Open source technologies play an increasingly important role in Microsoft's product range. This has now been made evident by the announcement of Git support for Microsoft's Team Foundation Server (TFS) ALM (Application Lifecycle Management) platform and for the Visual Studio 2012 development environment. Git is a distributed version control system that was created following an initiative by Linus Torvalds eight years ago. TFS is used as a centralised requirements, project and configuration management platform, as well as a testing and deployment environment, particularly by .NET developers.

Soon – with the next major TFS release – developers will be able to choose either Git for distributed software development or the centralised version control of the Team Foundation Server. The same applies to the users of Microsoft's emerging Team Foundation Service, a hosted variant of the ALM platform that already supports Git.

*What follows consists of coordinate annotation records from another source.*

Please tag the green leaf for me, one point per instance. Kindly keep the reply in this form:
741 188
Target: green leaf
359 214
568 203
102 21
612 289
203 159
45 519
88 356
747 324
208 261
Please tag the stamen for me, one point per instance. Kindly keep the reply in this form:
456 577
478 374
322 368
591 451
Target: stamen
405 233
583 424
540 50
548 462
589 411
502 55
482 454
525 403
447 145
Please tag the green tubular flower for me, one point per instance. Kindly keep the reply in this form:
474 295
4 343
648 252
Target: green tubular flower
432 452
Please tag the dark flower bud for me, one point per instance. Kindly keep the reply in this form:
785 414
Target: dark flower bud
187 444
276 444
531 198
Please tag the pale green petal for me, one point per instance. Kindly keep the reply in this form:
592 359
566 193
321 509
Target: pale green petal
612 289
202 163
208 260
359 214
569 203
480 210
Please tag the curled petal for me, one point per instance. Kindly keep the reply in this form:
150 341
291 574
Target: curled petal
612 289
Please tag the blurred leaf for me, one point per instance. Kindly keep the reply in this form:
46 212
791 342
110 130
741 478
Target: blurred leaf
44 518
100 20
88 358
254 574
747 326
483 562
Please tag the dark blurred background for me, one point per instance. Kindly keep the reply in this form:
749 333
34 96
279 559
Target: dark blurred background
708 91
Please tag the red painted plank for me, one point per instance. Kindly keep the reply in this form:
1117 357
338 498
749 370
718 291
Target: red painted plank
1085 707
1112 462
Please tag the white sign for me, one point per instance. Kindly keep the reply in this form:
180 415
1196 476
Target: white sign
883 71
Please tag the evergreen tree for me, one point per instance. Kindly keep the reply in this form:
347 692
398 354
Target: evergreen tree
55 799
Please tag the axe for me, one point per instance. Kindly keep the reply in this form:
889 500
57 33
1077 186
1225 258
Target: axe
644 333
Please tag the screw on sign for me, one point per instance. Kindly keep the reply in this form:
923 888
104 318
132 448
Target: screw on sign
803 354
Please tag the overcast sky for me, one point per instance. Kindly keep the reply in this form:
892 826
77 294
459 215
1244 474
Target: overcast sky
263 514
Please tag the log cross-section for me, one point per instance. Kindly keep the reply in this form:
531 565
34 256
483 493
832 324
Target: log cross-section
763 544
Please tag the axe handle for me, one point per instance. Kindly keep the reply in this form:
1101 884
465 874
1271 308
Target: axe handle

Instead of repeating previous attempts to develop a new technology from scratch, Microsoft has this time decided to integrate Git, which has become widely established in software development. The operators of GitHub, a hosting platform for Git-controlled projects, recently announced that they have passed the 3 million user mark. GitHub could soon be hosting five million projects, and that service is less than five years old.

Microsoft's Product Unit Manager for Team Foundation, Brian Harry, writes that the integrated software isn't "Microsoft Git"; apparently, the company used the Git developers' C-based libgit2. Since September 2012, Microsoft developers have contributed various code segments to the project that should improve its functionality and stability under Windows. Some of their submissions have since been incorporated into libgit2.

For Visual Studio 2012, Microsoft has released a Team Explorer extension that enables developers to check their code into Git repositories. The Visual Studio Tools for Git are available as a Community Technology Preview (CTP) and are, therefore, in beta state. They also require that the new second CTP of Visual Studio 2012 Update 2 is installed. Microsoft plans to embed a native plugin in one of the next few versions of the development environment. Older versions of Visual Studio won't be updated to offer Git support.

In mid-2012, Microsoft released Git-TF for developers who like to use Git, but must announce code changes to a Team Foundation Server (TFS) within collaborative projects. The command line tool allows users to synchronise local Git repositories with TFS.